Thursday, August 01, 2019

Days. And the End of those days.

There are specific verses in the scriptures that cause me to ponder and contemplate.

But there is a certain category of verses that stops me in my tracks without fail. Here is one example:
"So David rested with his fathers, and was buried in the city of David." 1 Kings 2.10
I have recently finished reading in 2 Samuel of all the mighty exploits of King David along with many trials and difficulties. Pages and pages. A long, full, accomplished life. It's taken me several days to read about all he did.

Similarly I read of Moses, or Joshua. Or Solomon, Paul.

And it is always the same.
"So Moses the servant of the Lord died there in the land of Moab, according to the word of the Lord." Deuteronomy 34.5
"Now it came to pass after these things that Joshua the son of Nun, the servant of the Lord, died... And they buried him within the border of his inheritance..." Joshua 24.29
Such verses never fail to give me pause. I stop short. I actually gasp - every time. It somehow catches me by surprise.

Not the fact of it. Rather the instant finality of it. All these pages telling of all their full-of-life deeds come crashing to a standstill with one word.

A man's entire life, his whole existence, his "being" STOPS. And no matter how it is prefaced, I find it to be abrupt; it is instant. It is a blink of an eye -- they are here and then...not.

That first verse quoted above gives an important perspective and piece of knowledge. David rested "with his fathers". This simple phrase clues us in: this has gone on for generations. This is not unique to David.

We all know that. At least I think we all know that. But how to grapple with such knowledge. What to do?

We can ignore it, push it aside, pretend it isn't so. And live in continuous "surprise".
We can fill our lives with "doing", grab for all the gusto we can, stack up the accomplishments.
We can savor each moment, commit it all to memory, build memorials and fill photo albums.
We can exercise, use anti-aging creams, try to stretch the moments and make them last.
We can spend our lives on religion, sacrifice for the good of others, gain accolades of sainthood.
We can imagine that this life alone is worth living for along with all of its pain and sorrow, sin and failure, suffering and brokenness.

No matter. In the end, it will be the same for each one of us. One moment here, the next...not.

However greatly you live your life; whatever degree of wealth, fame, success you amass; no matter how much you are loved when you are gone -- there is nothing to be done about the finality of life here in this world. It is an end appointed to all. There will be one simple summation: he died.

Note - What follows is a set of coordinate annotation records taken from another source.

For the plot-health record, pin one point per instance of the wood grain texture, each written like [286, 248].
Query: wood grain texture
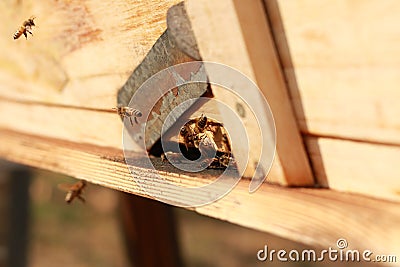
[376, 174]
[365, 223]
[81, 52]
[342, 62]
[248, 47]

One man has overcome death. Only One man. And He is willing to share that victory over death with anyone who will ask and accept.

It seemed only right to tell you once again. He is the answer for the question: what to do?

Every time I stop short, gasp, and recall our days and the brevity of those days and the end of those days, I myself remember His great gift of eternal life. And I give thanks all over again.